Indecifrabile, indefinibile questo Visto per Shanghai del cinese Qiu Xiaolong, classe 1953, qui al secondo romanzo di una serie iniziata nel 2000 e a tutt’oggi arrivata al quarto episodio con regolare cadenza biennale.
A una prima lettura, infatti, la vicenda ci attrae sia per l’ambientazione esotica (la metropoli cinese evocata dal titolo, ma anche le vaste campagne che la circondano) sia per l’intrigante scelta temporale (i primi anni Novanta, subito dopo i fatti di Piazza Tien An Men e in piena svolta “capitalistica” del governo di Pechino).
Subito dopo ci assale però il sospetto (giustificato in verità dalla biografia di Xiaolong, emigrato negli USA nel 1988, proprio alla vigilia del tentativo di democratizzare il sistema cinese) che, per soddisfare il palato americano e, in prospettiva, qualche produttore hollywoodiano, l’autore abbia ecceduto in autobiografismo e colore locale: ad esempio l’ispettore capo Chen Cao, trentacinquenne, è un po’ troppo costruito con la sua passione adolescenziale per l’inglese e la sua cautela per le direttive ancorché morbide del partito; con i versi di poesie cinesi citati a ogni piè sospinto e le sue raffinatezze da gourmet post-wolfiano e post-carvalhiano; con i suoi abbandoni romantici di fronte alla nordica bellezza dell’ispettrice americana Rohn e il suo sperimentato realismo di fronte alla collusione tra la polizia e le famigerate Triadi.

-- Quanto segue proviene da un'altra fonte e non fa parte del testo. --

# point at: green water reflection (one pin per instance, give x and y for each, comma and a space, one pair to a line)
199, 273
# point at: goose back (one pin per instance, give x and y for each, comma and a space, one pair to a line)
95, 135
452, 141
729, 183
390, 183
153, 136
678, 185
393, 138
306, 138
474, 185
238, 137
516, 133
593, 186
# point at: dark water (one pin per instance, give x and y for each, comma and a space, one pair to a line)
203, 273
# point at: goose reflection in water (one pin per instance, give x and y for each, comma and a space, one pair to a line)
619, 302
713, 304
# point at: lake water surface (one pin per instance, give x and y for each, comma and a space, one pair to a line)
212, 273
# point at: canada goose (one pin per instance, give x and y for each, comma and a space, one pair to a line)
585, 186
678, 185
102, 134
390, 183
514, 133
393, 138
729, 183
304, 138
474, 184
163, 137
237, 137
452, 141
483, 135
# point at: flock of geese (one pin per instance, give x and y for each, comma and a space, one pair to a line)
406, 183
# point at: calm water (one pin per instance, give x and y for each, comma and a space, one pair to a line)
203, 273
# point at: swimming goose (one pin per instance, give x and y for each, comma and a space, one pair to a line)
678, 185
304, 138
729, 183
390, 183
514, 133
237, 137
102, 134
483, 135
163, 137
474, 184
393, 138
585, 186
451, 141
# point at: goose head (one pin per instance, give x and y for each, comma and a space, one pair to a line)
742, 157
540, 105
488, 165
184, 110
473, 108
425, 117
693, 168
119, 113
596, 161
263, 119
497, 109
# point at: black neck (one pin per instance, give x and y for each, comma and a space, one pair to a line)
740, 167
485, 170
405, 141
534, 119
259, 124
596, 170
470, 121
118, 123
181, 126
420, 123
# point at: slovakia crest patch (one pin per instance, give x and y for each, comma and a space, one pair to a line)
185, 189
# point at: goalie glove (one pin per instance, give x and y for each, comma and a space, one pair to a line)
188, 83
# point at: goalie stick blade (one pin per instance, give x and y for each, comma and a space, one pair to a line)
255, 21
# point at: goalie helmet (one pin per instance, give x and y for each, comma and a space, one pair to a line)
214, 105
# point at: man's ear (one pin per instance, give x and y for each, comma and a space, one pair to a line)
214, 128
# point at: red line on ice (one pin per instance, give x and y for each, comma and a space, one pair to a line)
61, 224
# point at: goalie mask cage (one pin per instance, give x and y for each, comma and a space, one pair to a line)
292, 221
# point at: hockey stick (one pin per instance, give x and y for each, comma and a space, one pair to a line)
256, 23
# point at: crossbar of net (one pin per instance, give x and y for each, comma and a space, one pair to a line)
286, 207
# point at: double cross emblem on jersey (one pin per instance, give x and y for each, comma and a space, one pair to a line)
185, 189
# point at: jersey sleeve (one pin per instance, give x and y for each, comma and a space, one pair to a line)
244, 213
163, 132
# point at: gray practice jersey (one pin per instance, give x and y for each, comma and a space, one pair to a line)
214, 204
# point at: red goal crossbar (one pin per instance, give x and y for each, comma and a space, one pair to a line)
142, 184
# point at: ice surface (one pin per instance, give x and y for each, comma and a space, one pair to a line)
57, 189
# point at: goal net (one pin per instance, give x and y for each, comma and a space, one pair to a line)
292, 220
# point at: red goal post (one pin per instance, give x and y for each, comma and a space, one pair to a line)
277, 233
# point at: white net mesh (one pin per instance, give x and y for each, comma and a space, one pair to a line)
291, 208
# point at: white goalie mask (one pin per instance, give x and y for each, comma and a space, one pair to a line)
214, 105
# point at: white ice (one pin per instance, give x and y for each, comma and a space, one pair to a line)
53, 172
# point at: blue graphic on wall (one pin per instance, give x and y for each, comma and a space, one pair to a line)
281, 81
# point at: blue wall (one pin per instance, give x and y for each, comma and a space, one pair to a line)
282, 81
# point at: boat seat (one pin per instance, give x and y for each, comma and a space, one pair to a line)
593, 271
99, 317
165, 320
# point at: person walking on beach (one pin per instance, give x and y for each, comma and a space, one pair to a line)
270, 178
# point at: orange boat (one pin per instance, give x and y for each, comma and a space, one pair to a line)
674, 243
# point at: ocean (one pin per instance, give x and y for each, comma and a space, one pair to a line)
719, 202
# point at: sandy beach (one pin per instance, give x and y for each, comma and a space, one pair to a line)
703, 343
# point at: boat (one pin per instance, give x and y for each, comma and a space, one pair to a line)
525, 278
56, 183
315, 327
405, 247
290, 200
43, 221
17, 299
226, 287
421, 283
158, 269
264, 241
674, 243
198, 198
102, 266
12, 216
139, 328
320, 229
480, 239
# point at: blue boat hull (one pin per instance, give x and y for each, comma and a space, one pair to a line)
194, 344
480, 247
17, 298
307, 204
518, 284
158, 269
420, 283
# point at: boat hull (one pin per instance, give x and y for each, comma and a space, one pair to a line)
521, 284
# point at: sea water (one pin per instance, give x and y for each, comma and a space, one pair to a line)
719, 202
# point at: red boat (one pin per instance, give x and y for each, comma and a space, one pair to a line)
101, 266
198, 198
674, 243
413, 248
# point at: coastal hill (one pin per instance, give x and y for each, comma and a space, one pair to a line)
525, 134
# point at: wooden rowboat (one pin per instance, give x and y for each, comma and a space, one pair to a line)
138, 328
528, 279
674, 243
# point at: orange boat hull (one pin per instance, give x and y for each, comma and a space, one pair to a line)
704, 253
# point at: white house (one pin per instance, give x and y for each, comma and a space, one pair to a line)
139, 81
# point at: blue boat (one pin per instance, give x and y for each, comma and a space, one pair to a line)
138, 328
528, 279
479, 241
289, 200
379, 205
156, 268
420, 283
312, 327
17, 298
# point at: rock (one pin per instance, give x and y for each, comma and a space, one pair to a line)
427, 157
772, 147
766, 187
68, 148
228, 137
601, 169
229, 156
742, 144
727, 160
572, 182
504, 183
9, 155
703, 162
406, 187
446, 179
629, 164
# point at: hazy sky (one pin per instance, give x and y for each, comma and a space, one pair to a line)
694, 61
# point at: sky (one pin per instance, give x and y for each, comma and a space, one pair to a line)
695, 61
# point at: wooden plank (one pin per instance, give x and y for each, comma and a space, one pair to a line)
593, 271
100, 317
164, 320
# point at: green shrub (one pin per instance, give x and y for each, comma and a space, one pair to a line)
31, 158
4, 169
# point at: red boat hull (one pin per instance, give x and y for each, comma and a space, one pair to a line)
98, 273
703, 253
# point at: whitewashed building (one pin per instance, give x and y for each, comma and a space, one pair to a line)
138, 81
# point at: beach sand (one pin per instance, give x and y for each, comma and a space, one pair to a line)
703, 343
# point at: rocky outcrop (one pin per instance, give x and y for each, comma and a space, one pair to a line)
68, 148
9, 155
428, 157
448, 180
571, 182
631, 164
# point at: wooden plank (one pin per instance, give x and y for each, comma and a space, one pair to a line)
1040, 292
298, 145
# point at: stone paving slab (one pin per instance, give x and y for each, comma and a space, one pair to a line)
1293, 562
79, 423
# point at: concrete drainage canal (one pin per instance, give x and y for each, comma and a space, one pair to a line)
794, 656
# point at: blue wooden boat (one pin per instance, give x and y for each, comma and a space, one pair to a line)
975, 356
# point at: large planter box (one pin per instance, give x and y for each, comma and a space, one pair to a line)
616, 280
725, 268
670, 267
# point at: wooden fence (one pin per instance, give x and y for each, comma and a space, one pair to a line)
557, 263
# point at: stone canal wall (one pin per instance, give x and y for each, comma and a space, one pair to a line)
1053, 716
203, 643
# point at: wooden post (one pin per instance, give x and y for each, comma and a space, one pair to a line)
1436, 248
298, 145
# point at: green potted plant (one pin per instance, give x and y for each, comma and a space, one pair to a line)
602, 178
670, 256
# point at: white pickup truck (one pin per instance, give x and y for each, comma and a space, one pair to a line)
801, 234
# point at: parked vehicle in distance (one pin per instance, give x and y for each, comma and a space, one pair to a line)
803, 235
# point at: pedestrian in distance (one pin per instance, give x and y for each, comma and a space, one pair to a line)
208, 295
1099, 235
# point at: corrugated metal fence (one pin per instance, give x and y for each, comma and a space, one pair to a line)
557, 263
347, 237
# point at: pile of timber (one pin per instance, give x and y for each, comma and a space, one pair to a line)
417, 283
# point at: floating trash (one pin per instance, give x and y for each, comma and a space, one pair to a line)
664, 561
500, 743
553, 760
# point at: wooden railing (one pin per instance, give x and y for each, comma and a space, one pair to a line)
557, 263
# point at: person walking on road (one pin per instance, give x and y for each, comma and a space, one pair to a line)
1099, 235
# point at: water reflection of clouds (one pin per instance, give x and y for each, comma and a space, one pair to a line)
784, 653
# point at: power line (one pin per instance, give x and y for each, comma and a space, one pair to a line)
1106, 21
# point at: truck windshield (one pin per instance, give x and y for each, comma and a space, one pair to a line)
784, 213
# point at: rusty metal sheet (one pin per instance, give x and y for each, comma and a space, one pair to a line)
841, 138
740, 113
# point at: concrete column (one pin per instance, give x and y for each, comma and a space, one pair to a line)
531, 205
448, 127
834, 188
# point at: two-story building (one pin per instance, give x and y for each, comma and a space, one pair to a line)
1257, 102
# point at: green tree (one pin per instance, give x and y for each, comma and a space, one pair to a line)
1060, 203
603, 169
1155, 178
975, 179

Ma, appena alzato il ponte levatoio della nostra fiducia incondizionata, ecco che l’autore ci offre uno splendido spaccato della schizofrenica società cinese: ancorata, in campagna, a un passato (remoto e recente) che non tramonta (dalle tradizioni buddiste, confuciane e taoiste all’ubriacatura per Mao e la Rivoluzione culturale); protesa, nelle città, a imitare uno stile di vita materialistico ed edonistico tipicamente occidentale. E così ricadiamo nella fascinazione.
L’intreccio d’altra appare l’elemento meno interessante del libro: un cadavere sfigurato da numerosi colpi d’arma da taglio, ritrovato in un parco di Shanghai, e la scomparsa della moglie di un collaboratore cinese di giustizia, che ha trovato protezione negli USA, offrono infatti il destro all’autore per sviluppare con insolita lentezza la trama che solo negli ultimi capitoli ha una brusca accelerazione e, a dire il vero, una non chiarissima spiegazione finale da giallo all’inglese.
Ma è pur vero che la coppia di investigatori, il già citato ispettore capo Chen (poeta, traduttore dall’inglese, poliziotto in carriera) e il suo agente Yu (afflitto dai problemi abitativi di una normale coppia cinese), si esibisce in un’intrigante serie di agili slalom tra le direttive del partito (il segretario Li dalle parentele e amicizie non sempre cristalline), le esigenze della giustizia, le vischiosità burocratiche, le minacce mafiose, la corruzione di poliziotti; mentre Chen già fidanzato con la figlia di un importante esponente del partito, subisce il fascino esotico ma pudico della collega ispettrice venuta dagli USA per prendere in consegna la moglie del loro collaboratore.
E così, tra le more di un’indagine che non decolla per due terzi del libro, veniamo però amabilmente informati sui problemi dell’emigrazione clandestina, dell’improvviso arricchimento di fasce ristrette della popolazione, della forzata coabitazione di nuclei familiari, dei problemi scottanti insomma della Cina contemporanea.
Avrete capito allora perché si arrivi alla fine con un senso di irritata insoddisfazione, schizofrenico almeno quanto l’impetuoso sviluppo cinese: vorremmo continuare da un lato a leggere le gesta del nostro Philo Vance dagli occhi a mandorla, ma dall’altro coviamo il legittimo sospetto che l’autore abbia astutamente confezionato un prodotto perfetto per il lettore tipo americano (e occidentale); troppo perfetto per i nostri gusti.
E siamo così costretti a evitare di sbilanciarci in attesa che le altre avventure di Chen Cao dissipino, o rafforzino, i nostri dubbi.